The title was already in the machine from the day I read Michael Ondaatje’s novel: The Book of the Fictional Quester. Now I started to type.

Some time later, I had a fat folder of printout and I knew for sure what I’d been suspecting for a while. There were no ‘elements of memoir’ in here at all. The fictional quester had never so much as put in an appearance. In spite of all my certainty that this book shouldn’t be a novel, I’d written just that.

I sat staring past the laptop, out the window. Someone walked by on the other side of the hedge. I couldn’t see the person through the screen of leaves, only the movement they were making. I sat very still. I liked to look out, but I hated thinking that people out there might be able to see me.

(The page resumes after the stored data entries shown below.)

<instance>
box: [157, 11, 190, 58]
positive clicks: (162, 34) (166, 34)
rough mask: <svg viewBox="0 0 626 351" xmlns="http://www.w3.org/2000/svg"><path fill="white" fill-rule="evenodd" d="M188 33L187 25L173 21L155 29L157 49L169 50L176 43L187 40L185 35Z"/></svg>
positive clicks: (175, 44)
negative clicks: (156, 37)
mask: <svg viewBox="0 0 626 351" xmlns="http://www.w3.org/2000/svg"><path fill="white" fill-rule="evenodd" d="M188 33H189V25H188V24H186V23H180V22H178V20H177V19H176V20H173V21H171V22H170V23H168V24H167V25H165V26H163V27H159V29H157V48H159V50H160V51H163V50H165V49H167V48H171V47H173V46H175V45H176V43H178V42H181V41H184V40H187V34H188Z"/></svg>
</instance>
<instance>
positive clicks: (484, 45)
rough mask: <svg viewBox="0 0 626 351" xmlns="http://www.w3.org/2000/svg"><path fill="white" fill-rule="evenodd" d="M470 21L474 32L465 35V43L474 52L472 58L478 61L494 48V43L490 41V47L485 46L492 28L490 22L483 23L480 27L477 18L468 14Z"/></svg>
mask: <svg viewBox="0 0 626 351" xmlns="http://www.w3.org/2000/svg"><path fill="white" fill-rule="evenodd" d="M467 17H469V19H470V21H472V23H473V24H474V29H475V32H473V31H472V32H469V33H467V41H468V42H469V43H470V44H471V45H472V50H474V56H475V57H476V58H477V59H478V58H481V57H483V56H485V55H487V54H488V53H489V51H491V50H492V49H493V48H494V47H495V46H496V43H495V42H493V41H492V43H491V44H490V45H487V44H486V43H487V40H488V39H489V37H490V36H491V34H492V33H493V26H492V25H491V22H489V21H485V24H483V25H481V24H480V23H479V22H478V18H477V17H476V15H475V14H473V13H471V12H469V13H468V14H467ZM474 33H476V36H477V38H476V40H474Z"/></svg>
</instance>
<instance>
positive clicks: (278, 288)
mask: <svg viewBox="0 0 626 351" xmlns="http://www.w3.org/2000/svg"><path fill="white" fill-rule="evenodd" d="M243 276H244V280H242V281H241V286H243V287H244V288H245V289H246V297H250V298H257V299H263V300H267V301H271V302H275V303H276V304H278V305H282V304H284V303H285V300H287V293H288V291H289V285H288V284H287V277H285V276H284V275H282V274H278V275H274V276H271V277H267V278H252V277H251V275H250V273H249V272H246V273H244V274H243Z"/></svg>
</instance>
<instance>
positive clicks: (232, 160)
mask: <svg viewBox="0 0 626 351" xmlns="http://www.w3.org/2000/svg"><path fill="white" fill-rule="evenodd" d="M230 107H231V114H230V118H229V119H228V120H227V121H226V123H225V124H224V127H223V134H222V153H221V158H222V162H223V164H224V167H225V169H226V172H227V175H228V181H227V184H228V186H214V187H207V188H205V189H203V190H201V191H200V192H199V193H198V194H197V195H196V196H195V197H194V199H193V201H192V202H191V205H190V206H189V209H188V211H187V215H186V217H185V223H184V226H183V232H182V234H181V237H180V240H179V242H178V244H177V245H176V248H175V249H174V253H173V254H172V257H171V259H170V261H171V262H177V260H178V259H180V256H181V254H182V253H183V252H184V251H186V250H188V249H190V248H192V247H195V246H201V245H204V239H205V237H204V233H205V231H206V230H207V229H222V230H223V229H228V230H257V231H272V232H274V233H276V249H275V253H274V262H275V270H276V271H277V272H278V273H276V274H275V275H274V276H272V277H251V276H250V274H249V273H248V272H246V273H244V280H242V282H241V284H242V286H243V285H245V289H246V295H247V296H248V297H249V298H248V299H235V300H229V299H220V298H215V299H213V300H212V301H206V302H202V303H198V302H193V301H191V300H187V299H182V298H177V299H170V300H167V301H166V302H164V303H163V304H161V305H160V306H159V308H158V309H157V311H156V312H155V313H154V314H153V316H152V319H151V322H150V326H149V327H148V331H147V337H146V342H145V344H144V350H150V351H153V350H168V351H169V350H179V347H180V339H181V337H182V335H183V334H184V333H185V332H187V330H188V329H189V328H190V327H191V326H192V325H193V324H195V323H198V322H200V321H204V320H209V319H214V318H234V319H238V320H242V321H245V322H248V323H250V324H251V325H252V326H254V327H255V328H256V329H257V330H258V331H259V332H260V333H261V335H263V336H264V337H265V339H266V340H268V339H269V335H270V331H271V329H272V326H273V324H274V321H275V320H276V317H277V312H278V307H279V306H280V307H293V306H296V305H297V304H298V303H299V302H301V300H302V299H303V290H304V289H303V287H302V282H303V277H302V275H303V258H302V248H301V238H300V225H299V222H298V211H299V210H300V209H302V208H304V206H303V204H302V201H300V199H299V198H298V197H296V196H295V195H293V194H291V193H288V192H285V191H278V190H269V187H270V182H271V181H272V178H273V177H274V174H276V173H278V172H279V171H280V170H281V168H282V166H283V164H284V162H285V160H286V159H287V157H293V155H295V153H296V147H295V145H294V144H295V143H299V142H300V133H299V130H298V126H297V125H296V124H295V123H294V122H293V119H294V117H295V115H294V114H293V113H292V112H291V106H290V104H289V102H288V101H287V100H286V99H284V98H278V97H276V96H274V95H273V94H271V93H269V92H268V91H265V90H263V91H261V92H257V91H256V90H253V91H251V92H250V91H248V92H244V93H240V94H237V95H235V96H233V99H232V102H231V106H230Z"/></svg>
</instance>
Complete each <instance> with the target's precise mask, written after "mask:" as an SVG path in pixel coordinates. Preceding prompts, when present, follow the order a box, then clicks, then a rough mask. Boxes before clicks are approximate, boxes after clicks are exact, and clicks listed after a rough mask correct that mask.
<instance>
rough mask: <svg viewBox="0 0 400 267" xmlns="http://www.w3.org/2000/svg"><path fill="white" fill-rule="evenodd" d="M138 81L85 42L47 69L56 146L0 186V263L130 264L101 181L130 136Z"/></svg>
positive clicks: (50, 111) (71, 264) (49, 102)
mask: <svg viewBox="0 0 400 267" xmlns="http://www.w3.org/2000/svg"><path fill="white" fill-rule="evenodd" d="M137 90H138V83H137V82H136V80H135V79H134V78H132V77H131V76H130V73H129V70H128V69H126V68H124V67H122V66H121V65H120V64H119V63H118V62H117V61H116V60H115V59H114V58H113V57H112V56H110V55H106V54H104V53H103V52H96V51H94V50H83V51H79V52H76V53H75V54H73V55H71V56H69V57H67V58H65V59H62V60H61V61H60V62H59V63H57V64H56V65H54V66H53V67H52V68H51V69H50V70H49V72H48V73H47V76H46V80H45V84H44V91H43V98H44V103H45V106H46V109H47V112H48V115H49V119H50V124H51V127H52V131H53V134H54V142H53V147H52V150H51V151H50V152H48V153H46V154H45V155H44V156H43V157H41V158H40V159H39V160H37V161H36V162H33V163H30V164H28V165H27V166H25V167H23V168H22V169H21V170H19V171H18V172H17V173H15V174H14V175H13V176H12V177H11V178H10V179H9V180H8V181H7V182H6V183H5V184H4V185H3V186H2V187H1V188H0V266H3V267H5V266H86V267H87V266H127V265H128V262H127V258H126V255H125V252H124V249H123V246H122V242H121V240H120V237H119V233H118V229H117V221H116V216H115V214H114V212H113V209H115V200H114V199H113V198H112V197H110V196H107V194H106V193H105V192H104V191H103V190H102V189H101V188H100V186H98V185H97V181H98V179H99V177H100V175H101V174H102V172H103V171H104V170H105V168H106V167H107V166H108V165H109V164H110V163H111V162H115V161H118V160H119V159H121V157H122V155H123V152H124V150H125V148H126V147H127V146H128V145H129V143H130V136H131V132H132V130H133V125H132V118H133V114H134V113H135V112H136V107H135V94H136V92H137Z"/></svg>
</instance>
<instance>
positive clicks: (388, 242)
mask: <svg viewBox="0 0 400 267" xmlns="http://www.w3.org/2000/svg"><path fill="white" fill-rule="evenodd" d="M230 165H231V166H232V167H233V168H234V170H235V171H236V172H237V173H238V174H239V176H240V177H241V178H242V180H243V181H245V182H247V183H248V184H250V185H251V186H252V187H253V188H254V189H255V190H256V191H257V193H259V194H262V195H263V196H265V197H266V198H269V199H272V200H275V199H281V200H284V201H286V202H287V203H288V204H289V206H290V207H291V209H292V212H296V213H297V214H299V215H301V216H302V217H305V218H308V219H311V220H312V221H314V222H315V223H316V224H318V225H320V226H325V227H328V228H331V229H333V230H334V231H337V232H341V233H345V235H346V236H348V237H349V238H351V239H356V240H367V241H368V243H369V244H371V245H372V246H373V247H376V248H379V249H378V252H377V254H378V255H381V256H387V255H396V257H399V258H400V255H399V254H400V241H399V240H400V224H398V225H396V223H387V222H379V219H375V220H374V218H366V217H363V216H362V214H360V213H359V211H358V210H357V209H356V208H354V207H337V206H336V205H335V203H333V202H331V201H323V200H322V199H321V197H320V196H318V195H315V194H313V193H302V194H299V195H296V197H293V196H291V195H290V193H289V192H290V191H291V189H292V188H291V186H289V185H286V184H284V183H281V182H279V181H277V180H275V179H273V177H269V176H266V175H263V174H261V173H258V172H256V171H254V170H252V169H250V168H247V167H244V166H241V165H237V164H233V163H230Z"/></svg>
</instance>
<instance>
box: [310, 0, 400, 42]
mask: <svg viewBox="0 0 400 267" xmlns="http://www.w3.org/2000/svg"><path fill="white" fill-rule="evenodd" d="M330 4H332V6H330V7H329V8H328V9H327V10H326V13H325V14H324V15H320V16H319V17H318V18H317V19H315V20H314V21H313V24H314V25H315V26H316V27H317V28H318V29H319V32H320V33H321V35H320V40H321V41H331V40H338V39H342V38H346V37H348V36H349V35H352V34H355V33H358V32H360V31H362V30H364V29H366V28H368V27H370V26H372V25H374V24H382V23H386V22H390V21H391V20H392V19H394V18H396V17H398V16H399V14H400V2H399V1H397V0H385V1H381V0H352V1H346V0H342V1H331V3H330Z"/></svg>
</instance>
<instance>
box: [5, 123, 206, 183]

I was feeling the relief of a kid who’s been told the maths homework had been cancelled. You knew you really should come to grips with surds, but oh the joy that you didn’t have to.

But what about all those terrific reasons why this book couldn’t be a novel? I was still sure that this subject matter had to be handled in the authoritative voice of non-fiction. It felt as though I’d come a very long way around to arrive at a dead end.

I sat scrolling up and down, reading bits and pieces. I corrected a few typos. I changed the font from Times New Roman to Georgia and made it 14 point instead of 12. I made it do a first-line indent. I did a word count. I wrote it at the end of the document—58,459—and sat staring at the blinking cursor telling me I’d come to the end.

I had no idea what to do with it now. It was time to abandon ship. Leave the desk, leave the house. Leave the words behind and revisit the place behind them.